Y respecto del vacío, ese otro gran referente de la pintura de Hopper que nombras, también María Zambrano decía: “El anhelo es un signo de vacío. El hombre podría definirse –una de tantas posibles definiciones– como el ser que alberga dentro de sí un vacío (…) un vacío que ha de llenarse”. Los personajes y los paisajes de Hopper transmiten esa sensación de vacío, precisamente, en cuanto que anhelo interrumpido. Esperan algo que no acaba de llegar, que no llega a cumplir, pues, con esa instrucción de Zambrano de “ser un vacío que ha de llenarse”.
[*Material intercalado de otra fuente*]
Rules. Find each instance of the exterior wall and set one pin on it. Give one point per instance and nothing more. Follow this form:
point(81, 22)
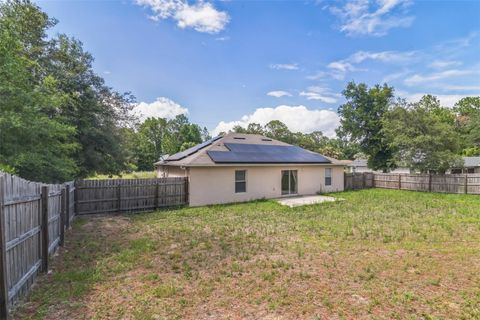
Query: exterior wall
point(216, 185)
point(170, 172)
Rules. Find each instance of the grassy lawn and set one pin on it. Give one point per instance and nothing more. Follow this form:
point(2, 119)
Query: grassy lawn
point(380, 254)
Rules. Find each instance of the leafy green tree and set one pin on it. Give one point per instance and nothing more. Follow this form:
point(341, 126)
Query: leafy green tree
point(36, 142)
point(361, 122)
point(96, 111)
point(69, 121)
point(148, 147)
point(422, 137)
point(278, 130)
point(178, 132)
point(468, 124)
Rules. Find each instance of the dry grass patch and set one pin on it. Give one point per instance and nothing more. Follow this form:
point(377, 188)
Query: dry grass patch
point(380, 254)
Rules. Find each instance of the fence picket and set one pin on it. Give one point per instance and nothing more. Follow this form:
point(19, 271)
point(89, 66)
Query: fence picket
point(449, 183)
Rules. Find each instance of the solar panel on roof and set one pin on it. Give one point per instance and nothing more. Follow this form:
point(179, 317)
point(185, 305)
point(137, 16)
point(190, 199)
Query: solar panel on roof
point(259, 153)
point(192, 150)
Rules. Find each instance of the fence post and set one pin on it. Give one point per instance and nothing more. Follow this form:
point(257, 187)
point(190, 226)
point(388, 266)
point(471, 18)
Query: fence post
point(67, 206)
point(44, 217)
point(186, 190)
point(119, 197)
point(75, 198)
point(466, 184)
point(3, 263)
point(62, 217)
point(157, 189)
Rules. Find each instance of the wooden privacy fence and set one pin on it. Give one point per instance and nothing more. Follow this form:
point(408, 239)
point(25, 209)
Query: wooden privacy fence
point(33, 218)
point(448, 183)
point(129, 195)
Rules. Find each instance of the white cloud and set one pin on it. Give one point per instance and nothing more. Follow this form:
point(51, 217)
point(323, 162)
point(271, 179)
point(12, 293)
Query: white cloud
point(297, 118)
point(201, 16)
point(279, 94)
point(383, 56)
point(362, 17)
point(321, 94)
point(421, 79)
point(284, 66)
point(160, 108)
point(338, 69)
point(440, 64)
point(462, 88)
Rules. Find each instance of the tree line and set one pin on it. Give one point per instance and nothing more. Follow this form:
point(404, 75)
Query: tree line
point(59, 120)
point(390, 132)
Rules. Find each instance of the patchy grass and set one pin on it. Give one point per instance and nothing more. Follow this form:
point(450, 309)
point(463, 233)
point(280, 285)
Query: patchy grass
point(126, 175)
point(380, 254)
Decía también, por otra parte, María Zambrano: “La esperanza es la substancia de nuestra vida, su último fondo; por ella somos hijos de nuestros sueños, de lo que no vemos ni podemos comprobar”. Esa esperanza se distribuye en miríadas de esperas concretas a lo largo de nuestra vida cotidiana, depositaria cada una de ellas de una pequeña porción de aquella esperanza global que el cristianismo elevó incluso a virtud teologal. No es preciso, sin embargo, saber con claridad qué es lo que se espera: “La esperanza (…) no siempre sabe lo que pide”, dice también Zambrano; a menudo, queda envuelta esa esperanza en el vaho indefinido de los sueños. Pero la vida discurre precisamente sobre las rutas que va abriendo la esperanza, así que, a la larga, necesitamos darle algún tipo de concreción. En palabras de la misma Zambrano: “Buscamos saber lo que vivimos (…) ‘vigilar el sueño’ ”.
Pero el hombre actual está atravesando ahora mismo el largo y oscuro túnel del nihilismo, que le está conduciendo a aquel mismo estado de ánimo que a von Kleist le hizo desesperar definitivamente de encontrar una verdad sobre la que sostener su vida. Los individuos solitarios y decaídos que Hopper pinta son estos mismos hombres que viven sin saber dónde aterrizar su esperanza, que no consiguen trasladar sus sueños al estado de vigilia, que no llegan a saber para qué viven.